This week Brian Stormont heads to Italy bringing you a tasty pepperoni pizza with a fresh rocket salad and a balsamic dressing. Easy to make and also one you can involve the kids in as they have great fun topping the pizzas.
This week, why not create your very own taste of Italy by making this classic pepperoni pizza with a rocket salad?
To tuck into this classic, you’ll dollop your flame-baked pizza bases with garlic tomato sauce, add delicious fresh mozzarella and pepperoni, then bake until golden and sizzling.

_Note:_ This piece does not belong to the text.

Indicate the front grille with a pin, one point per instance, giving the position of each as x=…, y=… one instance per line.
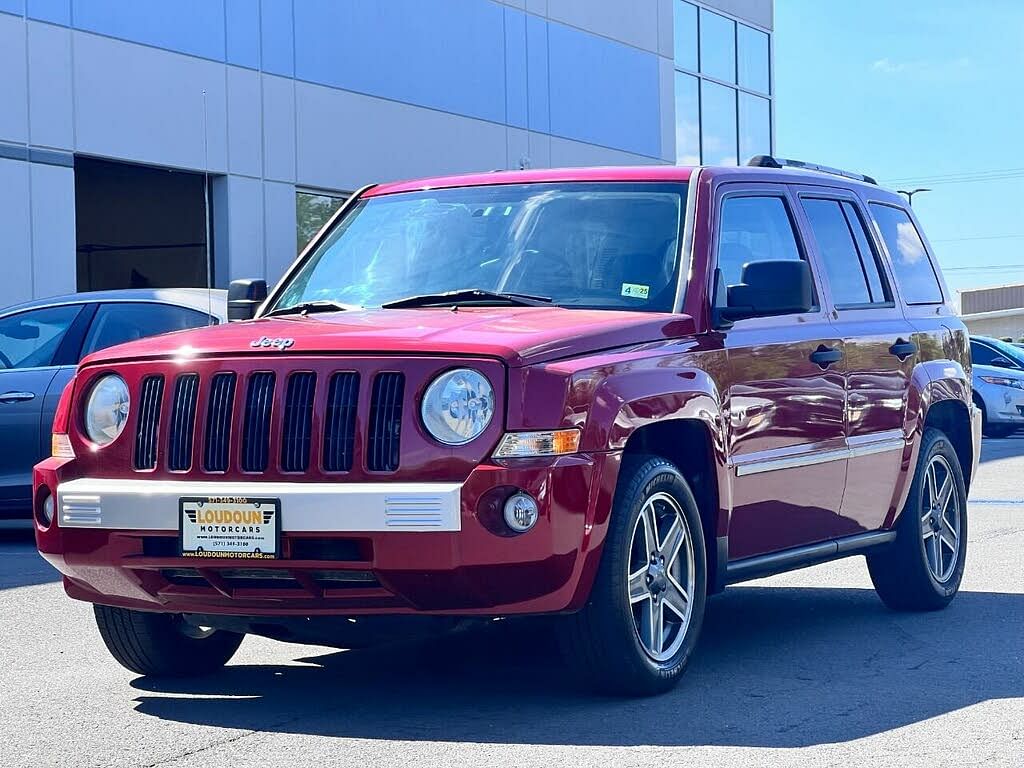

Have a pizza that!
You can then enjoy it with a fabulous rocket salad and sweet balsamic dressing. It’s an ideal summer treat to enjoy al fresco.
Our friends at Gousto tell us: “As the most Instagrammed dish, our pepperoni pizza needs no introduction!
“You’ll sauce things up with a garlicky tomato base, before layering mozzarella and pepperoni on flame-baked pizza bases.”
Senior recipe developer Jordan Moore’s top tip to get this pizza just right is: “Squeeze as much water out of your mozzarella as possible, to ensure you don’t get a soggy pizza base.”
Pepperoni pizza and rocket salad
(Serves 2)
Ingredients
- 1 garlic clove
- 1 mozzarella ball (125g)
- 125g cherry tomatoes
- 50g rocket
- 1 tsp dried oregano
- 1 tbsp balsamic vinegar
- Flame-baked pizza bases
- 2 tbsp tomato paste
- 30g pepperoni, sliced
Method
- Preheat the oven to 200°C/ 180°C (fan)/ 390°F/ Gas 6. Put a large baking tray (or two) in the oven to heat up (this will stop the pizza bottoms from going soggy!).
- Peel and finely chop (or grate) the garlic. Add the tomato paste to a bowl with the chopped garlic and a generous pinch of salt, pepper and sugar. Add 5 tbsp of cold water and give everything a good mix up – this is your tomato sauce.
- Drain and pat the mozzarella dry with kitchen paper (squeeze as much liquid out as you can!). Tear the drained mozzarella into rough, bite-sized pieces.
- Remove the heated trays from the oven and add the pizza bases. Divide the tomato sauce between the pizza bases and spread it evenly all over them with the back of a spoon. Top the pizzas with the torn mozzarella and sliced pepperoni and sprinkle over the dried oregano
- Put the tray in the oven for 13-15 minutes or until the cheese has melted and the bases are crisp – these are your pepperoni pizzas.
- Meanwhile, combine the balsamic vinegar with 2 tbsp olive oil with a pinch of salt and pepper – this is your balsamic dressing.
- Chop the cherry tomatoes in half. Wash and drain the rocket and pat it dry with kitchen paper and combine the rocket and halved tomatoes in a bowl – this is your rocket salad.
- Serve the pepperoni pizzas with the rocket salad to the side, drizzle the rocket salad with the balsamic dressing. Enjoy!